May have screwed up with filing my daughters tax forms.Sent them out from here(Netherlands) registered for each daughter.

Just noticed today when I was looking at the receipts that when they did them a the PO they changed the 7 to a 1.I know I put the right zip on the envelope(unless I'm having a senior moment) and figured the girl mistook my 7 for a 1.

Should I send in a second set of forms to the IRS or just leave it.I sent the last 6 years in each envelope as they had never done them.

My major concern is I already sent in their fbars and don't want the IRS to say they never filed.

Any opinions would be welcome

TIA

Bernie


----------



## Bevdeforges (Nov 16, 2007)

If you've got a registered receipt for the mailing, I'd just hang tight until you hear something from the IRS. File next year's returns and if they have a problem, they'll be in touch. You can use your receipt as evidence that you attempted to file.

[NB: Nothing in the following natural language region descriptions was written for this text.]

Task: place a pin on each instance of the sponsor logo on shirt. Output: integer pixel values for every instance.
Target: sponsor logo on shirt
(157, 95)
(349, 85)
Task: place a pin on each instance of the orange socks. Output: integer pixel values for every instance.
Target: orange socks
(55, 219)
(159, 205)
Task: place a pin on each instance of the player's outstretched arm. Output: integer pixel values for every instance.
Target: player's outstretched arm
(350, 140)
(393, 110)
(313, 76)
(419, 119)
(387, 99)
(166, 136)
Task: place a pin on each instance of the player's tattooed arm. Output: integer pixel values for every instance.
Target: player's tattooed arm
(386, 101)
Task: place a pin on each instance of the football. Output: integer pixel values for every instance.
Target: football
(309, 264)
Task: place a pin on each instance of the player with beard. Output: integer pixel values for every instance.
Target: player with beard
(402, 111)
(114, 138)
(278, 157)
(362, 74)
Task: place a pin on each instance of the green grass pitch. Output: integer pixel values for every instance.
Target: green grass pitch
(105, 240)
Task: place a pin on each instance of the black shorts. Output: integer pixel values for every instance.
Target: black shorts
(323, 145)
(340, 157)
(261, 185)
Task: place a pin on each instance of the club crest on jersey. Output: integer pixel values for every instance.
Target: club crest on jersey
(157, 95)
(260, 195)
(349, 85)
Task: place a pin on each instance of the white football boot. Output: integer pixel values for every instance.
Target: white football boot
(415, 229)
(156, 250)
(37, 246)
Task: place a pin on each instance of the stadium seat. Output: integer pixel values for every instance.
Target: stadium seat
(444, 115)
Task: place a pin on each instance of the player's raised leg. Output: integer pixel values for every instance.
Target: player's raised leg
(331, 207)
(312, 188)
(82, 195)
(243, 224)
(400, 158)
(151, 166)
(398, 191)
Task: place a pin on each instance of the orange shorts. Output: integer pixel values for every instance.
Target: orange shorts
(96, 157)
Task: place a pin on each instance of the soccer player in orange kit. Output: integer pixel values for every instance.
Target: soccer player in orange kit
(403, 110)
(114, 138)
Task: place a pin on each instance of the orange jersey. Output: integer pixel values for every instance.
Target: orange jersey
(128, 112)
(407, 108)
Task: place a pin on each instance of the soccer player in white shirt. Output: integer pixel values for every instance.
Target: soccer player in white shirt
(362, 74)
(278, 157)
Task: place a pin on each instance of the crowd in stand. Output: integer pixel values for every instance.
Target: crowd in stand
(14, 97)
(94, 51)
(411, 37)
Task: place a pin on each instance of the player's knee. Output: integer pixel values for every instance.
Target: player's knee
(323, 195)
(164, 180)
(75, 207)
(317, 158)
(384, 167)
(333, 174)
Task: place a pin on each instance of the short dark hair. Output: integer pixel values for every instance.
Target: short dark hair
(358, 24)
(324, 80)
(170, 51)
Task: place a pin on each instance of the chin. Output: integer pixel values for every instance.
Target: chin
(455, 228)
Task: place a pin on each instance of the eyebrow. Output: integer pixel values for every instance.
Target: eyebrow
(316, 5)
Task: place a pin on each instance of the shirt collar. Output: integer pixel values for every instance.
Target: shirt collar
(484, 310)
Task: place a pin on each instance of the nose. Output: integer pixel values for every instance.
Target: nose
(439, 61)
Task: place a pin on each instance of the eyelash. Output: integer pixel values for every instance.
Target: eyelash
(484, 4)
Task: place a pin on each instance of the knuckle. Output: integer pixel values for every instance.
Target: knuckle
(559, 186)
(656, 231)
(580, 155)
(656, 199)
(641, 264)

Unless there are taxes due, they'll most likely let it slide.
Cheers,
Bev


----------



## berniej (Mar 5, 2012)

I'll do that as I don't think the address on the envelope is wrong just that she read 1 instaed of 7.Nothing owed so.
Thanks

Bernie





Bevdeforges said:


> If you've got a registered receipt for the mailing, I'd just hang tight until you hear something from the IRS. File next year's returns and if they have a problem, they'll be in touch. You can use your receipt as evidence that you attempted to file.
> 
> Unless there are taxes due, they'll most likely let it slide.
> Cheers,
> Bev


----------